À noter enfin les éliminations d'entrée de l'ancien ministre de l'Éducation nationale Jean-Michel Blanquer, dans le Loiret, et du créateur du parti Reconquête ! Éric Zemmour, dans le Var. Les quinze ministres en lice ont passé le premier tour. Mais en positions délicates la ministre de la Transition écologique Amélie de Montchalin, dans l'Essonne, et Clément Beaune (Affaires européennes), à Paris, sont menacés pour la suite de leur exercice. La règle tacite veut en effet qu'un responsable du gouvernement doit renoncer à son portefeuille en cas de défaite électorale.

Une abstention historique

L'abstention à ce premier tour atteint 52,49 % des inscrits à l'échelle nationale. C'est un nouveau record qui concerne en premier lieu les jeunes et les catégories populaires. Et huit semaines après un premier tour de la présidentielle qui avait été marqué par une participation honorable (26,3% d'abstention), le rebond aura été de courte durée. Cette donnée désormais récurrente au fil des scrutins en France pourrait bien arbitrer l'affrontement entre la coalition soutenant Emmanuel Macron, en quête de la majorité absolue, et une percée attendue de la gauche alliée derrière Jean-Luc Mélenchon.

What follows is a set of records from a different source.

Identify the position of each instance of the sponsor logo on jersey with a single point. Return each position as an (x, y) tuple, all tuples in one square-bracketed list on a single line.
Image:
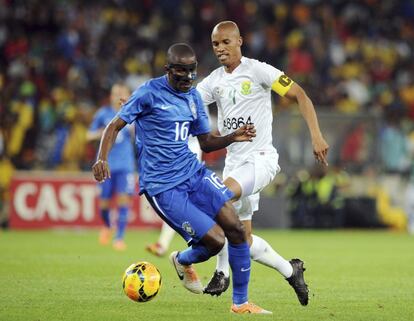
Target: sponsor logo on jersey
[(218, 92), (246, 87)]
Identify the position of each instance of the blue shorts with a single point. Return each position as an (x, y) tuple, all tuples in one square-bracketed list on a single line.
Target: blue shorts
[(119, 183), (191, 207)]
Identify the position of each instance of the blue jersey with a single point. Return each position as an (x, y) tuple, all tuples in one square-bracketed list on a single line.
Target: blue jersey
[(121, 157), (164, 118)]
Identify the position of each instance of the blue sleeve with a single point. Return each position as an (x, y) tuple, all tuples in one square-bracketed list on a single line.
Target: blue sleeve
[(97, 121), (139, 104), (201, 124)]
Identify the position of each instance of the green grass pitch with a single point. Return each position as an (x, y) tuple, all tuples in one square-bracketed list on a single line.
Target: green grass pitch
[(66, 275)]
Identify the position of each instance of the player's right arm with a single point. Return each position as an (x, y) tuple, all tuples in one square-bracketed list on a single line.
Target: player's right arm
[(101, 169)]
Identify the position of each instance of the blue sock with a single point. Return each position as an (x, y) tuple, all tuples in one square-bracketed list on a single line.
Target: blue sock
[(105, 217), (122, 222), (239, 259), (194, 254)]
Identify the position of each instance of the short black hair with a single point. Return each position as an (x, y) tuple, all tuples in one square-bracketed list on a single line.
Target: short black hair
[(179, 50)]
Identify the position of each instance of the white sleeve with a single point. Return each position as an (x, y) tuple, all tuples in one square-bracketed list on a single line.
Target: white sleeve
[(266, 74), (206, 91)]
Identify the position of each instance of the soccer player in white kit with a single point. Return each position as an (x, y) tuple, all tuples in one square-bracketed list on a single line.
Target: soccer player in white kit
[(166, 236), (241, 88)]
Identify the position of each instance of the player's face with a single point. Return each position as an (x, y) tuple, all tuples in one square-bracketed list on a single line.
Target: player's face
[(182, 73), (118, 92), (227, 46)]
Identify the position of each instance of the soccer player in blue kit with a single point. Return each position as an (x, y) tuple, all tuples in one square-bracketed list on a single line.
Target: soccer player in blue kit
[(121, 160), (184, 193)]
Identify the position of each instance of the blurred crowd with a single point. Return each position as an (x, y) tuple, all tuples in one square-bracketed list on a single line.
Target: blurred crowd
[(58, 60)]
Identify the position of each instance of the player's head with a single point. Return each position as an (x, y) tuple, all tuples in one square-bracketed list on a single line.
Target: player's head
[(119, 91), (227, 42), (181, 66)]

Le dernier record d'abstention au premier tour des législatives remonte à 2017 : 51,3 % des électeurs avaient alors boudé les urnes. Mais ce décrochage de votes aux législatives a débuté dès 1993, avec un décrochage encore plus marqué en 2012. Et depuis 2002, l'abstention a toujours augmenté entre les deux tours; en 2017, elle avait même bondi de six points pour atteindre au final le record absolu pour des législatives de 57,36%.

La campagne très relative de ces dernières semaines, en particulier de la majorité présidentielle et du chef de l'État lui-même, apparaît comme l'une des explications à pareil désintérêt ce dimanche. Avec un laps de temps assez important qui s'est écoulé avant la nomination de la Première ministre et de son gouvernement. "Beaucoup des candidats n'étaient pas connus, beaucoup des programmes n'étaient pas clairs", estime Yves Bardon pour Ipsos.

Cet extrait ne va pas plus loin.